1 - Est-ce un incident grave ?
Nicolas Goldberg, consultant énergie chez Colombus Consulting, se montre d'emblée rassurant.
"Nous ne sommes pas face à un nouveau Fukushima, affirme-t-il. La centrale continue de fonctionner, ce qui laisse penser qu'il n'y aura pas de conséquence majeure sur l'environnement et la population", poursuit-il.

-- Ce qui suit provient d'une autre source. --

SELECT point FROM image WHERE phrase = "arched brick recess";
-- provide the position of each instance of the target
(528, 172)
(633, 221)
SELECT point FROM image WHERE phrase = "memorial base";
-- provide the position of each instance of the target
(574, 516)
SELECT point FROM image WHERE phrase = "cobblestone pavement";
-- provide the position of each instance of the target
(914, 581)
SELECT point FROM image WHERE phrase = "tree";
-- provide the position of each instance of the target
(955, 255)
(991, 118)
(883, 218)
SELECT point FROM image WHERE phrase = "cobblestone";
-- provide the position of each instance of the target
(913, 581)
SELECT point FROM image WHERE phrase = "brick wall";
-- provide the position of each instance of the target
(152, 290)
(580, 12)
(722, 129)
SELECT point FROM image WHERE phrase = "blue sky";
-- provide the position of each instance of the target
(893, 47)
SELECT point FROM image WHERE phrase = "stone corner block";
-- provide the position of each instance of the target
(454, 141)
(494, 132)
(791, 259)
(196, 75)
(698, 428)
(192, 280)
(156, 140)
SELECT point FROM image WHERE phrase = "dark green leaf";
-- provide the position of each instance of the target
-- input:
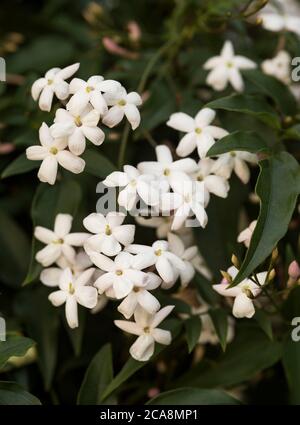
(252, 105)
(219, 318)
(97, 377)
(278, 186)
(193, 327)
(239, 141)
(192, 396)
(20, 165)
(14, 345)
(13, 394)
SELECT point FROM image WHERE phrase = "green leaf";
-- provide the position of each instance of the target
(97, 164)
(20, 165)
(239, 141)
(219, 318)
(132, 366)
(250, 352)
(255, 106)
(14, 345)
(278, 186)
(192, 396)
(264, 322)
(15, 248)
(97, 377)
(291, 364)
(193, 327)
(42, 324)
(274, 88)
(49, 201)
(13, 394)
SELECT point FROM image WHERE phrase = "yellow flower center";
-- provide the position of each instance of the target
(53, 150)
(71, 288)
(78, 121)
(107, 230)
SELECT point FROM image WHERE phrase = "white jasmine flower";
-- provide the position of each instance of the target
(73, 291)
(243, 293)
(189, 200)
(167, 169)
(145, 327)
(177, 247)
(122, 104)
(246, 235)
(200, 133)
(120, 274)
(53, 152)
(77, 128)
(51, 275)
(285, 17)
(59, 242)
(134, 184)
(209, 182)
(234, 161)
(90, 91)
(166, 263)
(53, 83)
(279, 67)
(226, 69)
(109, 233)
(141, 296)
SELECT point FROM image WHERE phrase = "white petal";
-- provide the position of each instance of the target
(181, 122)
(72, 312)
(48, 170)
(58, 298)
(71, 162)
(50, 277)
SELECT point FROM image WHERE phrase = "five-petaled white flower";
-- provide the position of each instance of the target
(120, 274)
(73, 291)
(200, 133)
(141, 296)
(166, 262)
(53, 152)
(243, 293)
(234, 161)
(186, 254)
(209, 182)
(59, 242)
(51, 275)
(145, 327)
(53, 83)
(246, 235)
(226, 69)
(78, 127)
(90, 91)
(134, 184)
(122, 104)
(168, 170)
(279, 67)
(109, 233)
(285, 17)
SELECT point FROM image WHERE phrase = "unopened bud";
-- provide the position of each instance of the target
(294, 270)
(271, 275)
(226, 276)
(235, 261)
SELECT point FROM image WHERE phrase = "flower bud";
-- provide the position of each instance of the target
(294, 270)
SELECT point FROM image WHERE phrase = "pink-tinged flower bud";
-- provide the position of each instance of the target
(112, 47)
(294, 270)
(134, 31)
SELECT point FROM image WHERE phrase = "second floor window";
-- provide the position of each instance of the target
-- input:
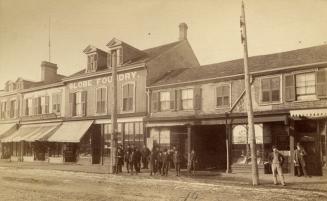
(187, 99)
(78, 103)
(164, 101)
(101, 100)
(128, 97)
(223, 96)
(56, 103)
(270, 89)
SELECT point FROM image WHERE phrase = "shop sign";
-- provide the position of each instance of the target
(102, 81)
(241, 136)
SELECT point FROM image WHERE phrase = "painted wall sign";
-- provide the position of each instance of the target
(102, 81)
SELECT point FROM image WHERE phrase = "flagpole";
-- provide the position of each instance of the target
(254, 165)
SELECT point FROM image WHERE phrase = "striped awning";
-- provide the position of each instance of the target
(32, 132)
(309, 113)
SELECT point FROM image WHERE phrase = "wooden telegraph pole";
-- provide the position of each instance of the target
(255, 175)
(113, 152)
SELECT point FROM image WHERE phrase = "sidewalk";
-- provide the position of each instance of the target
(314, 183)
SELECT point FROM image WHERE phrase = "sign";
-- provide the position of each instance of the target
(241, 136)
(102, 81)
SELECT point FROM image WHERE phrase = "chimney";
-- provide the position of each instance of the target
(48, 72)
(183, 31)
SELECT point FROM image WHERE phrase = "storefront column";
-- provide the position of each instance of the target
(291, 134)
(189, 141)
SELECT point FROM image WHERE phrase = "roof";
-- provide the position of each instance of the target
(304, 56)
(149, 54)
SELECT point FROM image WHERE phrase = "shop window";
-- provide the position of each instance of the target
(128, 97)
(78, 103)
(164, 101)
(101, 100)
(187, 99)
(13, 111)
(223, 96)
(56, 103)
(270, 89)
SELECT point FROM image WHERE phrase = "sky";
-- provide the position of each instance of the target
(214, 29)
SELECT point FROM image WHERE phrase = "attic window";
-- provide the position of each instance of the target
(91, 63)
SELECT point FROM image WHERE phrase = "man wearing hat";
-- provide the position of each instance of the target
(276, 160)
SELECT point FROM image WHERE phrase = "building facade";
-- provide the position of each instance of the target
(203, 109)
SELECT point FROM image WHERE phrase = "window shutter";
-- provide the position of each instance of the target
(321, 85)
(197, 98)
(179, 99)
(289, 88)
(173, 99)
(155, 102)
(84, 102)
(71, 104)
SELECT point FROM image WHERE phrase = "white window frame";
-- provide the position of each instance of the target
(280, 90)
(106, 100)
(122, 97)
(182, 107)
(230, 95)
(169, 100)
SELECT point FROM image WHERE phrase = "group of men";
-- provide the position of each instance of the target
(276, 160)
(159, 161)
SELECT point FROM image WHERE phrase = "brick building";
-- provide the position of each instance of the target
(203, 108)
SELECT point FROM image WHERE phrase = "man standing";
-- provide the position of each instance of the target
(299, 161)
(276, 159)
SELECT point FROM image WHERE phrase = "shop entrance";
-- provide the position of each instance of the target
(306, 134)
(209, 143)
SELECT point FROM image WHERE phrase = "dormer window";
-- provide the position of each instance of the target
(92, 62)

La révélation de CNN, basée sur la lettre de Framatome adressée au département américain de l'énergie, reste toutefois anxiogène. La chaîne évoque, en effet, une "menace radiologique imminente", mais aussi le fait que les autorités de sûreté chinoises auraient relevé les limites acceptables de radiation à l'extérieur du site pour ne pas avoir à mettre la centrale à l'arrêt. Interrogé sur cette possible révision à la hausse du seuil réglementaire par l'autorité de sûreté chinoise, EDF n'a pas souhaité faire de commentaire. Un porte-parole s'est contenté d'indiquer que : "les seuils pratiqués en Chine sont ceux que l'on rencontre dans de nombreux pays. Ils se situent dans le cadre de la moyenne internationale".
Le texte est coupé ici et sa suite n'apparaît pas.